I remember reading an article another scientist sent me, essentially describing some research in the Netherlands. They conducted three ex­pe­ri­ments, putting Dutch uni­ver­s­ity stu­dents in dif­fer­ent sce­nar­i­os de­signed to make them feel ei­ther dom­i­nant or sub­or­di­nate in ‘rank’. They were then asked to perform think­ing tasks, such as solving puzzles. 

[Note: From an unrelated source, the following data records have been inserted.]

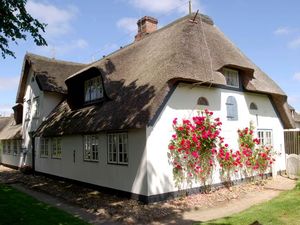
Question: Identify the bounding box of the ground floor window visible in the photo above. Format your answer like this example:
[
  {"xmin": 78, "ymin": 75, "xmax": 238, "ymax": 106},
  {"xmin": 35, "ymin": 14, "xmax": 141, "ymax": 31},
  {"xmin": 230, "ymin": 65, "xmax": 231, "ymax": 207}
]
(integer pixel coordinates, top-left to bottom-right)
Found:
[
  {"xmin": 2, "ymin": 139, "xmax": 22, "ymax": 156},
  {"xmin": 83, "ymin": 135, "xmax": 99, "ymax": 161},
  {"xmin": 51, "ymin": 137, "xmax": 61, "ymax": 159},
  {"xmin": 257, "ymin": 130, "xmax": 273, "ymax": 146},
  {"xmin": 108, "ymin": 133, "xmax": 128, "ymax": 164},
  {"xmin": 40, "ymin": 138, "xmax": 49, "ymax": 158},
  {"xmin": 2, "ymin": 140, "xmax": 7, "ymax": 154}
]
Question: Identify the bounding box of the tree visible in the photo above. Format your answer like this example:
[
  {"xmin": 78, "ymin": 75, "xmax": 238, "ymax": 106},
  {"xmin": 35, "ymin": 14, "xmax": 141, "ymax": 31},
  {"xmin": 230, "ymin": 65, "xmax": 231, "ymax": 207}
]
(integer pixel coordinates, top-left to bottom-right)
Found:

The ‘pow­erless’ ones had trouble plan­ning, up­dat­ing a men­tal pic­ture, and ignor­ing ir­rel­e­vant in­forma­t­ion, the authors reported, attributing this to the fact that low power people are not expected to fo­cus on the over­all goals. Con­sist­ent with this interpretation were the results of a fourth ex­pe­ri­ment. This one us­ed a game de­signed so that it would re­main easy to fo­cus on the task goal. It wasn’t mo­tiva­t­ion that was the problem. The less powerful participants re­ported put­ting in as much ef­fort as oth­ers, the re­search­ers said. It was self-perception of low power. And, I suspect, the long term results of the perception of powerlessness are even more damaging, given the way the brain works.

Whatever happened to the idea of empowering workers? Especially now, when competition for highly skilled employees is high and predicted to rise? Yet more and more I hear people talk about structuring jobs to be exactly what is needed by the company – forget what the employee needs. Wake up call: organizations can’t afford to play zero-sum games any more. Command and control just takes the company’s human assets and chews them into tiny bits of useless action, uncoordinated by any vision. And likely the effect is long lasting.

I want a smarter world, one with more vision, more power, more mastery, more innovation, more excellence. Ok, that may not motivate you. But what if all the people whose brains lose power because of managerial abuse in your organization put in Workers Comp claims?